I’ve wanted to do this for a long time now. Oh, how I love it when a plan comes together.

As I was growing up, my family watched holiday television specials that featured a variety of beloved artists performing favorite Christmas songs. I may not have the stuff to host a TV show, but I have website, and I’ve been blessed by some generous musicians who have agreed to participate in a Playlist party.

Joe Henry, photographed by Daniel Wheeler.
Joe Henry, photographed by Daniel Wheeler.

So grab your headphones.

This post is the first of several playlists I’ve requested from some of the musicians and writers I admire and enjoy most.

You’ll probably cheer for some of your familiar recordings, you’ll probably discover some new tracks. Feel free to take notes, listen to performances, and build your own holiday playlist to share with us in the Comments.

Our first Christmas Playlist Party host? Please welcome Grammy award-winning producer, poet, and musician Joe Henry, whose new album Invisible Hour is, at this writing, my favorite record of 2014 and the one I have played most often. In February, he’ll join the patron saint of this blog, Sam Phillips, for two shows at Largo at the Coronet — a concert dream I’ve longed to see fulfilled, and it’s happening too far away for me to get there. Argh!

[UPDATE: What’s more — I’ve just learned that today is Joe’s birthday. So raise a mug of morning joe to Joe!]

Okay, Joe — what Christmas recordings would you include in a playlist of your favorites?



“CRY OF A TINY BABE” – Bruce Cockburn

This song comes from the very first recording session that I ever attended as any kind of “producer” (other than my own).
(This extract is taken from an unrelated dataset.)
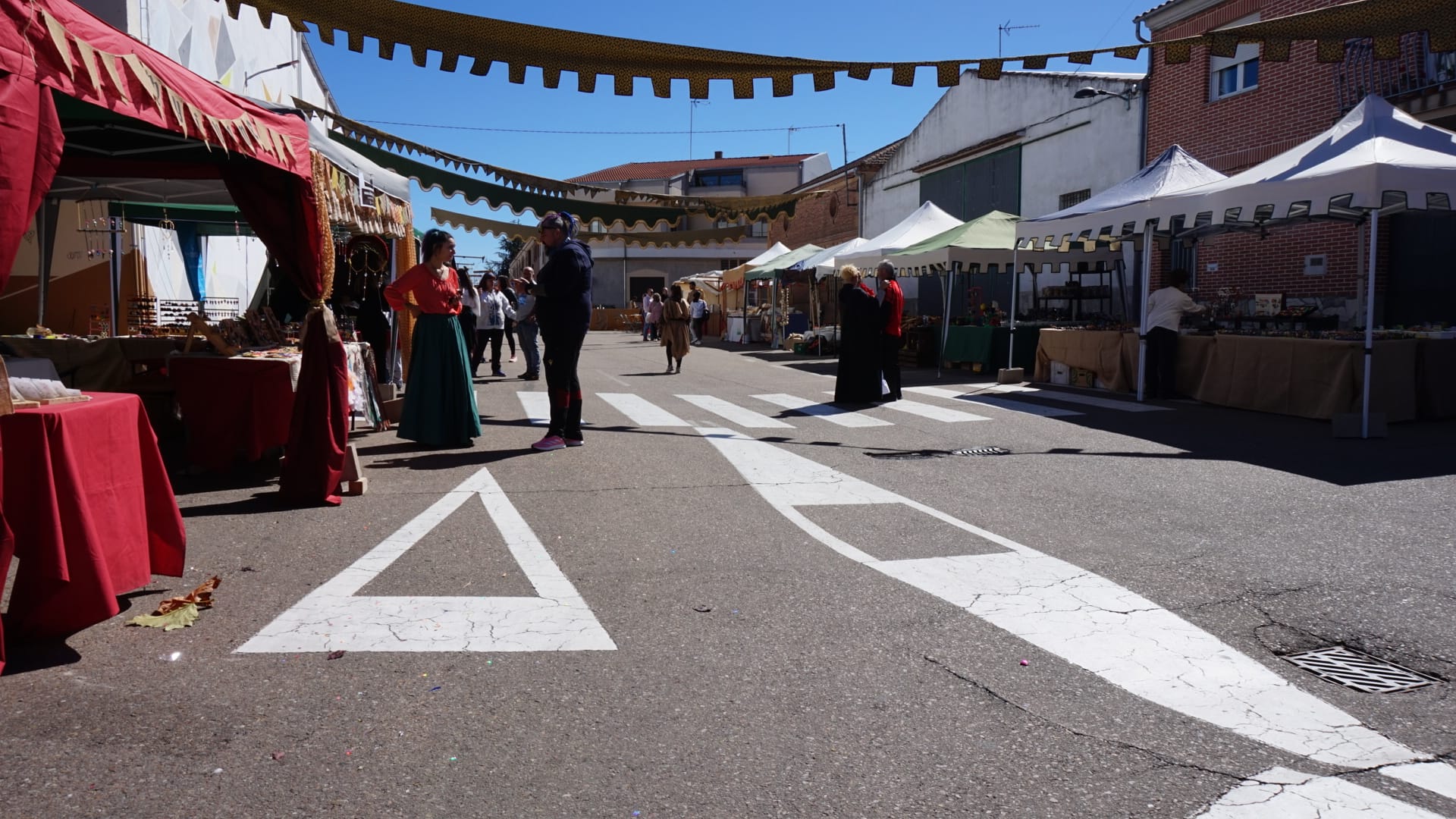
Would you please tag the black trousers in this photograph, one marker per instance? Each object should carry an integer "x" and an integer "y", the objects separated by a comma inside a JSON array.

It was 1991, and, with this album, I had just begun my apprenticeship with T Bone Burnett.

T was away from the studio when Bruce and his crack band — which included Jim Keltner, Booker T., and Edgar Meyer, among others — began to play through this song for the first time; and my biggest contribution to the project was that I instructed the engineer to press “record” as they did so.
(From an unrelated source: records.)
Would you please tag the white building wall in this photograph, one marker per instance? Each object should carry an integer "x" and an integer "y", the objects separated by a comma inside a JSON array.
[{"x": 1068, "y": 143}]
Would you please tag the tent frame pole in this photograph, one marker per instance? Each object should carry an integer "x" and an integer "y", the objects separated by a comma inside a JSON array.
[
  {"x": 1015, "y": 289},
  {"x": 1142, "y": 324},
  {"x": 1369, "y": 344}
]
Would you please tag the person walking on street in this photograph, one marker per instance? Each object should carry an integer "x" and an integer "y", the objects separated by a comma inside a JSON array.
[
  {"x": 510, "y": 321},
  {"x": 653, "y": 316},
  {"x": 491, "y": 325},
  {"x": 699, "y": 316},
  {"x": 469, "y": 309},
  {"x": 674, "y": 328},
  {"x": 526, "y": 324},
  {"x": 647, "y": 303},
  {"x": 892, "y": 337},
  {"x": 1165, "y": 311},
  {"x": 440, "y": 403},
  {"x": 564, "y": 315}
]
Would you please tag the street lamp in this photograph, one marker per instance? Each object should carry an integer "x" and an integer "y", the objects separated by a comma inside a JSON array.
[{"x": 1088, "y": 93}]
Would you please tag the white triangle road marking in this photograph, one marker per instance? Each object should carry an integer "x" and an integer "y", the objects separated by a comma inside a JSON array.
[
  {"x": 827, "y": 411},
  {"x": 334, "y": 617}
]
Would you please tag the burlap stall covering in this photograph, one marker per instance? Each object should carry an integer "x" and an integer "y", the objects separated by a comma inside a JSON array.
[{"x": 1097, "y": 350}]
By the end of this long, languid, and emotional take, drummer Jim Keltner was streaming literal tears, as was I. And it was the only time they played it.
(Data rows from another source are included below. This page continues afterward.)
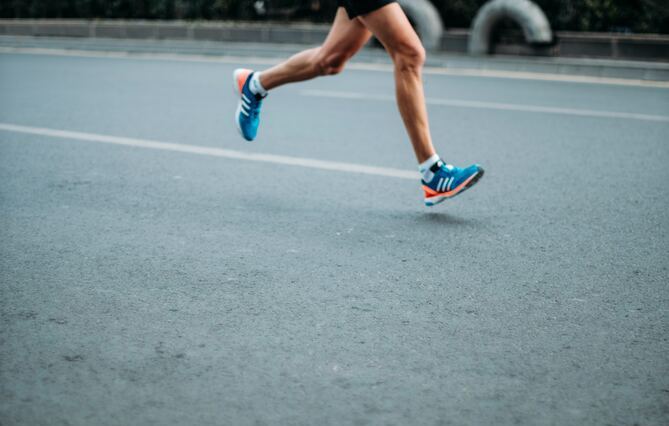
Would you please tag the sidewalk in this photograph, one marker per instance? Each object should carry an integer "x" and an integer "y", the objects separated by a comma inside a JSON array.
[{"x": 269, "y": 52}]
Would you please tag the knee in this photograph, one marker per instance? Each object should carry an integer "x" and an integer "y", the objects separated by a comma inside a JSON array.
[
  {"x": 409, "y": 57},
  {"x": 330, "y": 63}
]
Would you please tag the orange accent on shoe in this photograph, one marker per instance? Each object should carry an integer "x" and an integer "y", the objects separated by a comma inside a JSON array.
[
  {"x": 430, "y": 193},
  {"x": 242, "y": 77}
]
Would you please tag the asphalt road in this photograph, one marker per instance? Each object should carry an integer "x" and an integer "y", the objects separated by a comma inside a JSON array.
[{"x": 148, "y": 286}]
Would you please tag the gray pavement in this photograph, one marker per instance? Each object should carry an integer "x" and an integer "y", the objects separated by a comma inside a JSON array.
[{"x": 140, "y": 286}]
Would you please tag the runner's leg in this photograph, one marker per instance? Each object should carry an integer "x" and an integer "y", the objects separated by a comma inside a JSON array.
[
  {"x": 346, "y": 38},
  {"x": 390, "y": 25}
]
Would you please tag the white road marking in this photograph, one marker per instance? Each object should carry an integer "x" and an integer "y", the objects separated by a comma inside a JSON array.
[
  {"x": 358, "y": 66},
  {"x": 213, "y": 152},
  {"x": 493, "y": 105}
]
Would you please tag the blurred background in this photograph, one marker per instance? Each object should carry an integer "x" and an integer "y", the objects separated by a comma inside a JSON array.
[{"x": 626, "y": 16}]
It matters little to me, ultimately, who sings this song — and matters not at all in what language: the message of this song is perfectly contained in its sublime melody. But if my wife were asked in the isolation booth of a quiz show to identify my default allegiance, she would rightly say it lies with Sinatra.



A weeper to be sure, originating as this song does from the years of the Second World War. As deftly as the best country song might, we aren’t really notified until the ultimate line that the singer will, in fact, not be home for the holidays (if ever at all), except in the loneliness of his dreams; but there is rich beauty nonetheless in the reverie of what matters — which, in this case, is the belief that somewhere, far from the extravagant violence of the foxhole, there is love and kinship waiting, right where and as he left it.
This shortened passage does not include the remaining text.